Es ist eine Begleiterscheinung der Globalisierungsdiskussion, wie sie hierzulande geführt wird, dass in der Bundesrepublik eher die negativen Seiten der Veränderungen gesehen werden. Wir reden viel darüber, dass ständig neue Wettbewerber nach Europa drängen, die billiger arbeiten und genau so gut ausgebildet sind wie wir. Aber wenig hört man darüber, dass deutsche Unternehmen trotz der verschärften Konkurrenz ihre Marktanteile weltweit gehalten oder sogar ausgebaut haben. Wir klagen über Betonköpfe in den Gewerkschaften und die starren Verhältnisse in den Betrieben, die das Anpassungstempo verzögerten. Wenn dann aber Tausende von betrieblichen Bündnissen für Flexibilität sorgen, schreibt eine große deutsche Wochenzeitung: »Lohnkürzung, Nullrunde, Mehrarbeit. Die Republik erlebt in diesen Monaten einen in ihrer Geschichte beispiellosen Prozess: die Entmachtung der Arbeiter.«3

Die verbreitete Unsicherheit, die auch die Mittelschichten erfasst, ist gerade kein Zeichen des Stillstandes. Sie ist eine Begleiterscheinung des tiefgreifenden gesellschaftlichen Wandels, den die Politik noch nicht auf den Begriff bringt und der sie selber verunsichert. |17|Der neue deutsche Kapitalismus, der sich in Umrissen abzeichnet, ist nicht mehr das Modell Deutschland, mit dem in den siebziger Jahren Wahlkampf gemacht wurde. Damals funktionierte die Deutschland AG noch, regierten machtvolle Verbände mit, musste die Politik sich wenig um globale Märkte scheren.

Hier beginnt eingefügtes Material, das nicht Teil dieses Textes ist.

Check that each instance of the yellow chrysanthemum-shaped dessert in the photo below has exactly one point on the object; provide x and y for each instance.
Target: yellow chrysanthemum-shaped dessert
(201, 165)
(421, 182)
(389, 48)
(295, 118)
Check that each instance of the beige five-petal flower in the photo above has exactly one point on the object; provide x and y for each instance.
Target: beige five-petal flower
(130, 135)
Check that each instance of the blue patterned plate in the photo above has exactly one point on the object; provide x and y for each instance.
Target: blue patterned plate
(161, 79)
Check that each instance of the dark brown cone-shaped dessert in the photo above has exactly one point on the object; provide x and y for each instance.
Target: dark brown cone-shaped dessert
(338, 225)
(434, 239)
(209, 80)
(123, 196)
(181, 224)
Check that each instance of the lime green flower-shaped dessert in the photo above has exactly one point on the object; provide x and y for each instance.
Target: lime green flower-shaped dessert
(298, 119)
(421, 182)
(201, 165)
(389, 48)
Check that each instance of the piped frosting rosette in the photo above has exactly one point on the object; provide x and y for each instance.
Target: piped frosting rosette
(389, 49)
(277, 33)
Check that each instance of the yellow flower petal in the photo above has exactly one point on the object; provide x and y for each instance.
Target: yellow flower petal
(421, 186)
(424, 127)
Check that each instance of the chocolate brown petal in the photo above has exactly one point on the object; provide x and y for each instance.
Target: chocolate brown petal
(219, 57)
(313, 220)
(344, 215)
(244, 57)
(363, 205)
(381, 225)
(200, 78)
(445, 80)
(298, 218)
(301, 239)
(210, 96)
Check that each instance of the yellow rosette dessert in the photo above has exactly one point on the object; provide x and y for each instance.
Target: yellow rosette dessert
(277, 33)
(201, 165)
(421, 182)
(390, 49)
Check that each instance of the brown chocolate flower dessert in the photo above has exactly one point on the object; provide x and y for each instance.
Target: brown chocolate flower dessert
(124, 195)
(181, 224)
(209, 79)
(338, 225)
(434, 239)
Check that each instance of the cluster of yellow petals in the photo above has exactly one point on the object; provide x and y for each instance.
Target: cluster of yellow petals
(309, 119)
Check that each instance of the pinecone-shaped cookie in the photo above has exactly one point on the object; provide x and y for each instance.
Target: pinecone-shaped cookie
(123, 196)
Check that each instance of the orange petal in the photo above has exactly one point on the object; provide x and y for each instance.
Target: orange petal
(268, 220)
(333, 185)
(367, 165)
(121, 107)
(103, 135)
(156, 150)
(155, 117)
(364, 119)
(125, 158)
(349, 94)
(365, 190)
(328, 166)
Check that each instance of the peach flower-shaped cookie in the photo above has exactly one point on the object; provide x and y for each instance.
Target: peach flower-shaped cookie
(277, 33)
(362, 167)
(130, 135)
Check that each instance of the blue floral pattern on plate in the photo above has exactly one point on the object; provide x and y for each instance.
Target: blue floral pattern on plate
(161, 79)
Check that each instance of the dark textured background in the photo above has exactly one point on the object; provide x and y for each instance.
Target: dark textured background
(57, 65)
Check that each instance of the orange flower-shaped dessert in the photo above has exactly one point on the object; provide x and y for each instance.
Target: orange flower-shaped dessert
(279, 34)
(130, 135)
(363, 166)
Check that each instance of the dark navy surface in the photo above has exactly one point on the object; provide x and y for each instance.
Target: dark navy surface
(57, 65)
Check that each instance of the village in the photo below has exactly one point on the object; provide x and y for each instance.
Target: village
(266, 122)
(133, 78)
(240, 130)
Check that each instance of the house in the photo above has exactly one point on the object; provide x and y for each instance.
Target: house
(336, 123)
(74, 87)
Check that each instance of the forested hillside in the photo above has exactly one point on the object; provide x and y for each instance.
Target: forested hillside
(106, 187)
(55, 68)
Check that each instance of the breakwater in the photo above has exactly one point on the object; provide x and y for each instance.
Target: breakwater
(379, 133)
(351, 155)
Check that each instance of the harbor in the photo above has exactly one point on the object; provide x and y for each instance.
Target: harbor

Er ist aber auch nicht der oft beschworene entfesselte Raubtierkapitalismus. Der Gesellschaftsvertrag hält, auch wenn sich vieles an den ökonomischen Grundlagen radikal verändert. Nach dem Stillstand der späten achtziger und frühen neunziger Jahre haben die Unternehmen sich erfolgreich an die Globalisierung angepasst. Der neue deutsche Kapitalismus ist die noch unfertige Antwort auf den weltweiten Wandel: Die Republik ist in Bewegung.

|18|Kapitel 1

Deutschland AG (in Abwicklung)

Ulli Wickert ist in Hochform. Freundlich lächelnd wirft der Tagesthemen-Moderator dem Vorstandssprecher der Deutschen Bank, Rolf Breuer, glatten Verrat vor: Auf der einen Seite sitze die Bank im Aufsichtsrat des Stahlriesen Thyssen, auf der anderen berate sie den kleineren Krupp-Konzern beim Versuch einer feindlichen Übernahme von Thyssen. Breuer versucht, sich von oben herab zu verteidigen, indem er den offensichtlichen Interessenkonflikt wegdefiniert: Man komme nicht darum herum, immer wieder solch schwierige Situationen zu bewältigen. Wickert lässt ihn kühl auflaufen: »Aber viele Leute bezweifeln ja gerade, dass Sie das können, Herr Breuer.« Der mächtige Vorstandssprecher stiert wie auf frischer Tat ertappt in die Kamera und wird von Wickert mit dem hämischen Hinweis entlassen, die Bank dürfe sich ja wohl nicht dem Vorwurf des Doppelspiels aussetzen: »Danke für das Gespräch, Herr Breuer.« »Gerne, Herr Wickert«, schnaubt der Banker, der nur mühsam die Fassung bewahrt.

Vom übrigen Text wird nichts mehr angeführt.